I started a Web Site in 1999 when I came back into the rooms of Alcoholics Anonymous. Tripod decided to block me a few years ago , so I stopped writing, posting. SO I decided to take the posts I had there and put them here. Plus new ones I found on the net and shares of my own. Take what you need and pass on the rest! Blessings ds♥

Friday, November 2, 2018

THE PROMISES


When I first came into program and heard these words I couldn't grasp their meaning. Life baffled me. I had no idea who I was or what I was doing. I was completely in the grip of this disease. I felt like I was the disease. Why would God do anything for me?

Initially I thought these people were crazy and even worse off than I was. My opinion soon changed when I noticed wonderful differences between them and myself. They seemed calmer, verbalized their feelings more clearly, appeared to have their act together, and seemed to enjoy life. I was hooked! I wanted what they had. I finally wanted to want to live. I was drawn to those who demonstrated traits I wanted to have. I talked to them and listened when they shared. I asked them how to work the program and how to find my Higher Power. I started working the Steps. I began my search for a God I could relate to. I found online recovery loops and people who shared how they worked their program.

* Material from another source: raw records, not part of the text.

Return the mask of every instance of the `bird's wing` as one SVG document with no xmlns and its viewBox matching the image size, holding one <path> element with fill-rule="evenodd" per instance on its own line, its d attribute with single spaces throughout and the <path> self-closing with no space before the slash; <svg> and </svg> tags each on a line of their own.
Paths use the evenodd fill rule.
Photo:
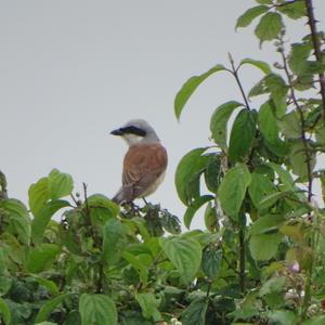
<svg viewBox="0 0 325 325">
<path fill-rule="evenodd" d="M 132 145 L 126 154 L 123 161 L 123 186 L 140 185 L 154 182 L 167 167 L 167 153 L 162 145 L 138 144 Z M 151 177 L 152 176 L 152 177 Z M 151 184 L 143 184 L 148 186 Z"/>
</svg>

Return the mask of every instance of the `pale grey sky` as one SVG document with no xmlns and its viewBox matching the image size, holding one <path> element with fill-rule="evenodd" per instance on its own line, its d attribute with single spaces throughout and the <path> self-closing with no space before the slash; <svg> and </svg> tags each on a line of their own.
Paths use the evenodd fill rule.
<svg viewBox="0 0 325 325">
<path fill-rule="evenodd" d="M 176 167 L 191 148 L 209 144 L 209 119 L 235 82 L 210 78 L 188 102 L 181 123 L 173 100 L 183 82 L 227 52 L 273 61 L 258 48 L 253 26 L 234 30 L 251 0 L 0 0 L 0 169 L 12 197 L 52 168 L 73 176 L 77 190 L 113 196 L 120 186 L 126 145 L 109 131 L 131 118 L 152 123 L 169 153 L 165 182 L 150 197 L 181 219 Z M 317 18 L 325 1 L 315 1 Z M 322 26 L 324 27 L 324 22 Z M 253 24 L 255 25 L 255 24 Z M 291 27 L 291 38 L 303 28 Z M 248 90 L 261 75 L 243 74 Z M 198 217 L 193 226 L 202 224 Z"/>
</svg>

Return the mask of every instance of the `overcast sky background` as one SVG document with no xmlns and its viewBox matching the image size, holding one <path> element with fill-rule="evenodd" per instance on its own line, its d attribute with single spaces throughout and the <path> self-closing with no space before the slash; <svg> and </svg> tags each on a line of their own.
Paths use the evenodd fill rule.
<svg viewBox="0 0 325 325">
<path fill-rule="evenodd" d="M 209 142 L 213 109 L 242 101 L 234 80 L 211 77 L 191 99 L 181 122 L 173 100 L 183 82 L 217 63 L 261 51 L 253 26 L 234 30 L 251 0 L 0 0 L 0 169 L 10 196 L 27 203 L 31 183 L 57 168 L 82 182 L 89 194 L 112 197 L 120 186 L 126 144 L 109 135 L 131 118 L 154 126 L 169 153 L 165 182 L 150 197 L 182 218 L 173 183 L 190 150 Z M 314 1 L 322 21 L 325 1 Z M 289 40 L 303 30 L 290 24 Z M 324 20 L 320 28 L 324 29 Z M 249 90 L 261 75 L 243 70 Z M 202 226 L 197 216 L 193 227 Z"/>
</svg>

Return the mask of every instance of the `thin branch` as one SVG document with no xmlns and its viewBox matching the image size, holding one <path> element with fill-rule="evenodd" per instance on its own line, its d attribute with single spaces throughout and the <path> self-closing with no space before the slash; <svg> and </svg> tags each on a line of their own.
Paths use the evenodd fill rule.
<svg viewBox="0 0 325 325">
<path fill-rule="evenodd" d="M 290 95 L 292 99 L 292 102 L 297 108 L 297 112 L 299 114 L 299 119 L 300 119 L 300 125 L 301 125 L 301 140 L 303 143 L 303 148 L 304 148 L 304 154 L 306 154 L 306 166 L 307 166 L 307 177 L 308 177 L 308 202 L 311 203 L 312 199 L 312 184 L 313 184 L 313 177 L 312 177 L 312 167 L 311 167 L 311 155 L 310 155 L 310 150 L 308 147 L 308 139 L 306 136 L 306 120 L 303 117 L 303 109 L 300 106 L 297 98 L 296 98 L 296 93 L 295 93 L 295 88 L 292 84 L 292 77 L 291 74 L 289 72 L 289 67 L 287 65 L 287 58 L 284 52 L 284 42 L 283 40 L 281 40 L 282 42 L 282 47 L 280 49 L 280 53 L 283 60 L 283 67 L 284 67 L 284 72 L 287 76 L 287 80 L 288 80 L 288 84 L 289 84 L 289 90 L 290 90 Z"/>
<path fill-rule="evenodd" d="M 233 60 L 233 56 L 231 55 L 231 53 L 227 53 L 227 54 L 229 54 L 229 61 L 230 61 L 230 63 L 232 65 L 232 70 L 230 70 L 230 72 L 232 73 L 232 75 L 235 77 L 235 79 L 237 81 L 237 84 L 238 84 L 239 90 L 242 92 L 243 99 L 245 101 L 246 108 L 250 109 L 247 96 L 245 94 L 244 88 L 243 88 L 242 82 L 240 82 L 239 77 L 238 77 L 238 68 L 235 68 L 234 60 Z"/>
<path fill-rule="evenodd" d="M 322 63 L 321 42 L 320 42 L 318 32 L 316 28 L 316 20 L 314 16 L 313 3 L 312 0 L 304 0 L 304 3 L 307 6 L 308 24 L 311 30 L 314 54 L 317 62 Z M 325 122 L 325 75 L 324 73 L 320 73 L 318 76 L 320 76 L 321 95 L 323 101 L 323 119 Z"/>
</svg>

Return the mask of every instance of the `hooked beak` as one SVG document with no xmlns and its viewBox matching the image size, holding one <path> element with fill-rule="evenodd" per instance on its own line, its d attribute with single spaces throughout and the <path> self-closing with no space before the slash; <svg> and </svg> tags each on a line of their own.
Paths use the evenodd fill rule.
<svg viewBox="0 0 325 325">
<path fill-rule="evenodd" d="M 110 132 L 113 135 L 123 135 L 123 131 L 121 129 L 116 129 Z"/>
</svg>

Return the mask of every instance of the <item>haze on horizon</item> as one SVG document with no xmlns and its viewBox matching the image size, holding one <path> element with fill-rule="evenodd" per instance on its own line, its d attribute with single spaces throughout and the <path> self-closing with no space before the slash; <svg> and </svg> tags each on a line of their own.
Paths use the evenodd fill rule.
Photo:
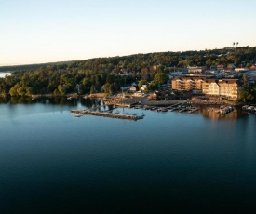
<svg viewBox="0 0 256 214">
<path fill-rule="evenodd" d="M 254 0 L 0 0 L 0 66 L 255 47 Z"/>
</svg>

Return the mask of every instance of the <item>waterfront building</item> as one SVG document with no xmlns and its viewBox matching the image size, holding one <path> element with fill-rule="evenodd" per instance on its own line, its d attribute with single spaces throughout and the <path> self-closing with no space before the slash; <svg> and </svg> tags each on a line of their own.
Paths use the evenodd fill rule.
<svg viewBox="0 0 256 214">
<path fill-rule="evenodd" d="M 232 100 L 237 99 L 237 79 L 207 79 L 203 83 L 202 92 L 206 95 L 222 96 Z"/>
<path fill-rule="evenodd" d="M 206 77 L 179 77 L 171 80 L 173 90 L 202 90 Z"/>
<path fill-rule="evenodd" d="M 206 71 L 206 66 L 195 66 L 195 67 L 188 67 L 188 73 L 189 74 L 200 74 Z"/>
<path fill-rule="evenodd" d="M 180 77 L 171 81 L 172 89 L 178 91 L 202 92 L 206 95 L 222 96 L 236 100 L 238 96 L 237 79 L 208 79 L 206 77 Z"/>
</svg>

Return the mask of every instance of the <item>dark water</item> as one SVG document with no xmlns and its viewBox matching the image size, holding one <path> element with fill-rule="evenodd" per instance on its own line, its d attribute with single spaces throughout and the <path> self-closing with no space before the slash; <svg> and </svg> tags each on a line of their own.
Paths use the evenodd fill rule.
<svg viewBox="0 0 256 214">
<path fill-rule="evenodd" d="M 255 114 L 70 113 L 96 103 L 2 100 L 1 213 L 254 213 Z"/>
</svg>

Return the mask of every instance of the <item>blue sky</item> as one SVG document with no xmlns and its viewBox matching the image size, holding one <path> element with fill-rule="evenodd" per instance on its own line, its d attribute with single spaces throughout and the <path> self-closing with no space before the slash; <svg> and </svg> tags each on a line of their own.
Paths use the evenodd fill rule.
<svg viewBox="0 0 256 214">
<path fill-rule="evenodd" d="M 0 65 L 256 46 L 255 0 L 0 0 Z"/>
</svg>

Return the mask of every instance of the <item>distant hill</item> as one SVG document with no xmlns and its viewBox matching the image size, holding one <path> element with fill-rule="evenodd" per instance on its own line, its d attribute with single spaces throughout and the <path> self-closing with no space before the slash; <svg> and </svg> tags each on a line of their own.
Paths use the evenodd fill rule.
<svg viewBox="0 0 256 214">
<path fill-rule="evenodd" d="M 70 60 L 40 64 L 0 66 L 0 72 L 33 71 L 41 67 L 54 66 L 61 68 L 83 68 L 94 71 L 104 67 L 122 67 L 128 71 L 141 72 L 141 68 L 163 65 L 165 67 L 207 66 L 233 63 L 237 67 L 256 63 L 256 47 L 224 47 L 222 49 L 188 50 L 176 52 L 138 53 L 128 56 L 94 58 L 85 60 Z M 57 65 L 57 68 L 56 68 Z"/>
<path fill-rule="evenodd" d="M 47 62 L 40 64 L 25 64 L 25 65 L 11 65 L 11 66 L 0 66 L 0 72 L 15 72 L 23 70 L 35 70 L 41 67 L 47 67 L 47 65 L 61 65 L 70 64 L 74 61 L 58 61 L 58 62 Z"/>
</svg>

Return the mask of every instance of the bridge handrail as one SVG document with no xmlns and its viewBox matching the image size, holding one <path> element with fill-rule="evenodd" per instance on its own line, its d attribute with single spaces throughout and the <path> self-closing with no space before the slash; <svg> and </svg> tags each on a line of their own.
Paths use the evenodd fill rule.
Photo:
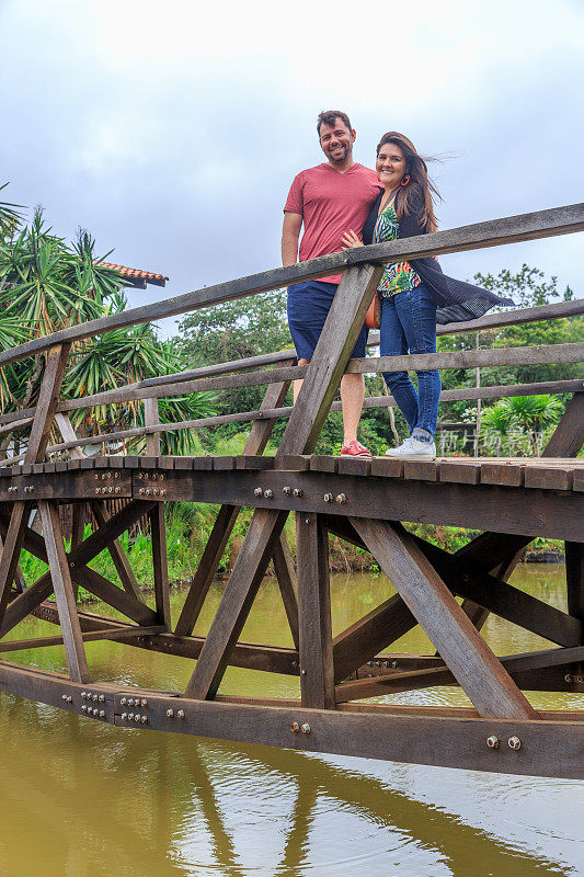
<svg viewBox="0 0 584 877">
<path fill-rule="evenodd" d="M 356 265 L 370 262 L 409 261 L 428 255 L 497 247 L 504 243 L 537 240 L 582 230 L 584 230 L 584 204 L 580 203 L 322 255 L 307 262 L 272 269 L 163 301 L 71 326 L 68 329 L 3 351 L 0 353 L 0 367 L 44 353 L 61 343 L 82 341 L 114 329 L 175 317 L 198 308 L 278 289 L 300 281 L 318 280 L 329 274 L 342 273 L 347 267 Z"/>
</svg>

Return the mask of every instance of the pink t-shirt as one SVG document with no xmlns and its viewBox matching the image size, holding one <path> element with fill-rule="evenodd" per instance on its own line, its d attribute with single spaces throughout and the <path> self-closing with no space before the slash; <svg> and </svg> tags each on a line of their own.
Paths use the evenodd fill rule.
<svg viewBox="0 0 584 877">
<path fill-rule="evenodd" d="M 358 163 L 344 173 L 328 163 L 300 171 L 294 178 L 284 207 L 285 212 L 299 213 L 304 219 L 299 261 L 340 252 L 341 236 L 351 228 L 360 234 L 381 189 L 375 171 Z M 341 274 L 320 280 L 339 283 Z"/>
</svg>

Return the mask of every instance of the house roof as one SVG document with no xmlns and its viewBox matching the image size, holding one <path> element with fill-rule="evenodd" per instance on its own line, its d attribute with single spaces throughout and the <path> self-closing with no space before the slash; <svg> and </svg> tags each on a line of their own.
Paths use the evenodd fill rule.
<svg viewBox="0 0 584 877">
<path fill-rule="evenodd" d="M 119 272 L 122 276 L 127 277 L 128 286 L 137 287 L 138 289 L 146 289 L 146 284 L 151 283 L 154 286 L 164 286 L 168 277 L 165 274 L 153 274 L 151 271 L 142 271 L 139 267 L 127 267 L 126 265 L 115 265 L 113 262 L 100 262 L 104 267 L 113 267 Z"/>
</svg>

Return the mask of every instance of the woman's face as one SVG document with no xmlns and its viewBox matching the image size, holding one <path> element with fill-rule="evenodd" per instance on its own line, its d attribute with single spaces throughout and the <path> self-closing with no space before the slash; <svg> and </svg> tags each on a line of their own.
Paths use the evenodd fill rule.
<svg viewBox="0 0 584 877">
<path fill-rule="evenodd" d="M 377 175 L 386 189 L 393 189 L 401 183 L 405 173 L 405 156 L 396 144 L 385 144 L 375 162 Z"/>
</svg>

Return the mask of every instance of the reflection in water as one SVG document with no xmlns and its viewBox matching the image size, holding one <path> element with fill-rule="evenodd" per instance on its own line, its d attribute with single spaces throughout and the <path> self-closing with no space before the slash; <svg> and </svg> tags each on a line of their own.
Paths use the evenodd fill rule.
<svg viewBox="0 0 584 877">
<path fill-rule="evenodd" d="M 520 585 L 561 603 L 561 574 L 529 570 Z M 363 614 L 365 591 L 375 604 L 388 589 L 382 578 L 362 578 L 358 586 L 355 578 L 335 580 L 335 628 Z M 264 591 L 245 637 L 256 637 L 270 615 L 271 629 L 277 627 L 273 640 L 284 642 L 276 589 L 266 583 Z M 173 613 L 183 600 L 175 597 Z M 24 634 L 22 626 L 18 636 L 36 623 L 26 624 L 30 629 Z M 509 625 L 489 625 L 499 652 L 538 647 L 536 637 Z M 401 643 L 404 650 L 422 647 L 414 631 Z M 190 671 L 181 659 L 115 643 L 91 643 L 88 651 L 101 679 L 172 688 Z M 45 650 L 43 662 L 60 667 L 62 650 Z M 260 691 L 265 680 L 233 671 L 228 688 L 241 691 L 243 677 L 248 692 Z M 294 686 L 270 680 L 279 694 Z M 435 696 L 425 693 L 426 702 Z M 556 695 L 545 697 L 556 703 Z M 440 698 L 454 702 L 455 692 L 443 688 Z M 121 731 L 8 694 L 0 705 L 1 877 L 527 877 L 584 870 L 582 783 Z"/>
</svg>

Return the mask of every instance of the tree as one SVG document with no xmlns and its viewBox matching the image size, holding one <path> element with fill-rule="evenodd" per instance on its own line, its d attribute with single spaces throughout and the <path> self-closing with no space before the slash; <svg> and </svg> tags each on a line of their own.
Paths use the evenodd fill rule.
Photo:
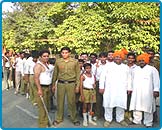
<svg viewBox="0 0 162 130">
<path fill-rule="evenodd" d="M 126 48 L 141 53 L 160 45 L 160 7 L 156 2 L 17 2 L 3 17 L 7 48 L 69 46 L 73 53 Z"/>
</svg>

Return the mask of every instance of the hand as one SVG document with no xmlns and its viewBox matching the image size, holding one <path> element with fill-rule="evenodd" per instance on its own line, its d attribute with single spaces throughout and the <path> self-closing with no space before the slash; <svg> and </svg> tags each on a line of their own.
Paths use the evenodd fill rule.
<svg viewBox="0 0 162 130">
<path fill-rule="evenodd" d="M 43 96 L 42 88 L 38 89 L 38 96 Z"/>
<path fill-rule="evenodd" d="M 105 89 L 99 89 L 99 93 L 103 94 Z"/>
<path fill-rule="evenodd" d="M 54 86 L 52 87 L 52 92 L 55 93 L 55 91 L 56 91 L 56 86 L 54 85 Z"/>
<path fill-rule="evenodd" d="M 80 95 L 82 102 L 84 102 L 84 95 Z"/>
<path fill-rule="evenodd" d="M 127 91 L 127 94 L 128 94 L 128 95 L 132 94 L 132 91 L 128 90 L 128 91 Z"/>
<path fill-rule="evenodd" d="M 79 93 L 79 87 L 75 87 L 75 93 Z"/>
<path fill-rule="evenodd" d="M 159 92 L 158 92 L 158 91 L 154 91 L 154 92 L 153 92 L 153 95 L 154 95 L 155 98 L 156 98 L 156 97 L 159 97 Z"/>
</svg>

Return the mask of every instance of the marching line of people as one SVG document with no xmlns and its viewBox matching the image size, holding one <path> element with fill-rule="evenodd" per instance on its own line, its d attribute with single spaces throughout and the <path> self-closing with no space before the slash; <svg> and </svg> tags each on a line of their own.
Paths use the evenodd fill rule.
<svg viewBox="0 0 162 130">
<path fill-rule="evenodd" d="M 6 90 L 13 86 L 16 95 L 26 95 L 38 106 L 38 127 L 49 127 L 40 97 L 48 110 L 57 108 L 55 126 L 64 121 L 65 96 L 75 126 L 80 125 L 78 115 L 83 117 L 84 127 L 96 126 L 96 120 L 103 117 L 104 127 L 109 127 L 114 118 L 124 127 L 142 123 L 152 127 L 157 121 L 160 66 L 153 50 L 138 56 L 125 49 L 101 52 L 99 58 L 96 53 L 82 53 L 77 59 L 71 57 L 69 47 L 63 47 L 60 53 L 57 59 L 49 58 L 48 50 L 12 57 L 6 52 L 2 58 Z"/>
</svg>

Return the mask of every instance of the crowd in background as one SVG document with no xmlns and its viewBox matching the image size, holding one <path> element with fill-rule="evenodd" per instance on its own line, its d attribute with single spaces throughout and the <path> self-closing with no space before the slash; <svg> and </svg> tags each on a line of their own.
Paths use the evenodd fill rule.
<svg viewBox="0 0 162 130">
<path fill-rule="evenodd" d="M 44 99 L 48 101 L 46 102 L 48 110 L 53 111 L 57 108 L 54 125 L 63 122 L 64 105 L 60 105 L 60 102 L 64 103 L 65 97 L 60 96 L 59 92 L 65 91 L 68 96 L 68 114 L 74 125 L 80 125 L 75 117 L 77 115 L 83 118 L 85 127 L 90 124 L 97 125 L 96 120 L 103 117 L 104 127 L 109 127 L 113 118 L 123 126 L 141 123 L 146 127 L 153 126 L 153 121 L 157 119 L 156 106 L 160 106 L 159 55 L 152 49 L 137 56 L 122 49 L 99 54 L 82 53 L 72 58 L 70 52 L 70 48 L 64 47 L 60 57 L 56 59 L 49 58 L 50 53 L 44 50 L 14 54 L 6 51 L 2 55 L 4 88 L 6 90 L 14 88 L 15 95 L 25 95 L 34 106 L 38 105 L 38 109 L 43 109 L 38 96 L 45 95 L 39 91 L 39 87 L 41 91 L 48 91 L 46 94 L 48 99 Z M 47 54 L 46 59 L 43 57 L 44 54 Z M 41 78 L 43 72 L 49 73 L 50 76 Z M 47 83 L 48 76 L 49 83 Z M 79 81 L 76 77 L 79 77 Z M 73 90 L 62 90 L 63 87 L 71 89 L 73 86 L 69 86 L 73 83 L 74 88 L 78 89 L 74 92 L 75 99 L 70 97 Z M 55 104 L 54 97 L 57 99 Z M 44 119 L 47 114 L 39 110 L 38 126 L 47 127 L 48 119 Z"/>
</svg>

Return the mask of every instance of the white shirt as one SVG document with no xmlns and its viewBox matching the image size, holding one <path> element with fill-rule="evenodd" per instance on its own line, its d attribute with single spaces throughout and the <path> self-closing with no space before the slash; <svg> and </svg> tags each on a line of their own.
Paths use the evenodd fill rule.
<svg viewBox="0 0 162 130">
<path fill-rule="evenodd" d="M 94 75 L 92 75 L 91 77 L 88 77 L 85 74 L 83 74 L 83 76 L 85 77 L 83 81 L 83 88 L 93 89 L 93 84 L 95 83 Z"/>
<path fill-rule="evenodd" d="M 16 65 L 15 65 L 15 71 L 16 72 L 21 72 L 22 67 L 23 67 L 23 59 L 21 59 L 20 57 L 16 58 L 15 61 Z"/>
<path fill-rule="evenodd" d="M 160 79 L 157 69 L 146 65 L 137 66 L 132 78 L 132 97 L 130 110 L 152 113 L 155 111 L 155 98 L 153 91 L 160 90 Z"/>
<path fill-rule="evenodd" d="M 99 89 L 105 89 L 103 94 L 104 107 L 120 107 L 126 109 L 128 87 L 128 66 L 112 62 L 102 71 Z"/>
<path fill-rule="evenodd" d="M 42 65 L 45 68 L 44 72 L 40 73 L 39 81 L 41 85 L 50 85 L 52 83 L 51 69 L 47 68 L 43 63 L 38 61 L 38 64 Z M 47 64 L 47 66 L 49 66 Z"/>
</svg>

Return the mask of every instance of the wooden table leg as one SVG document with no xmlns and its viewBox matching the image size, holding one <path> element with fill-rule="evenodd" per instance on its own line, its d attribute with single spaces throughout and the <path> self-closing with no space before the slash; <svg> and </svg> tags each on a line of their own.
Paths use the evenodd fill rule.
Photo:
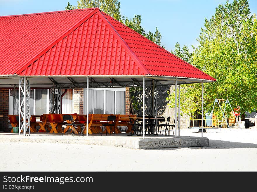
<svg viewBox="0 0 257 192">
<path fill-rule="evenodd" d="M 53 132 L 54 132 L 55 133 L 58 133 L 58 132 L 56 129 L 56 127 L 58 124 L 58 123 L 50 123 L 51 124 L 51 126 L 52 127 L 52 129 L 50 131 L 50 133 L 53 133 Z"/>
<path fill-rule="evenodd" d="M 40 130 L 41 130 L 42 131 L 44 131 L 45 132 L 46 132 L 46 130 L 45 129 L 45 126 L 46 125 L 46 123 L 45 122 L 44 122 L 43 123 L 40 122 L 40 123 L 38 123 L 38 124 L 39 125 L 40 127 L 39 129 L 39 130 L 38 130 L 38 132 L 39 132 L 39 131 Z"/>
</svg>

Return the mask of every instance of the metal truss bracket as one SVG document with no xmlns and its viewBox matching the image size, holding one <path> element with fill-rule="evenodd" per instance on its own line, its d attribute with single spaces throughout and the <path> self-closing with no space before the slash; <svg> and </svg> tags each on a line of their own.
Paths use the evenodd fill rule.
<svg viewBox="0 0 257 192">
<path fill-rule="evenodd" d="M 21 130 L 23 134 L 29 129 L 30 135 L 30 78 L 20 77 L 19 79 L 19 134 Z"/>
</svg>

Then I had a crisis develop which almost overwhelmed me. Yet as I read the Big Book, I realized that the promises God had given to the other program people were given to me too. I had been so busy working this program that I needed to pause and examine all I had received. Yes, it does work when you work it. I proved it to myself by allowing God to prove it to me.

One Day at a Time . . .
I will remember that the promises really are for everyone and that they come into my life as I work my program to the best of my ability.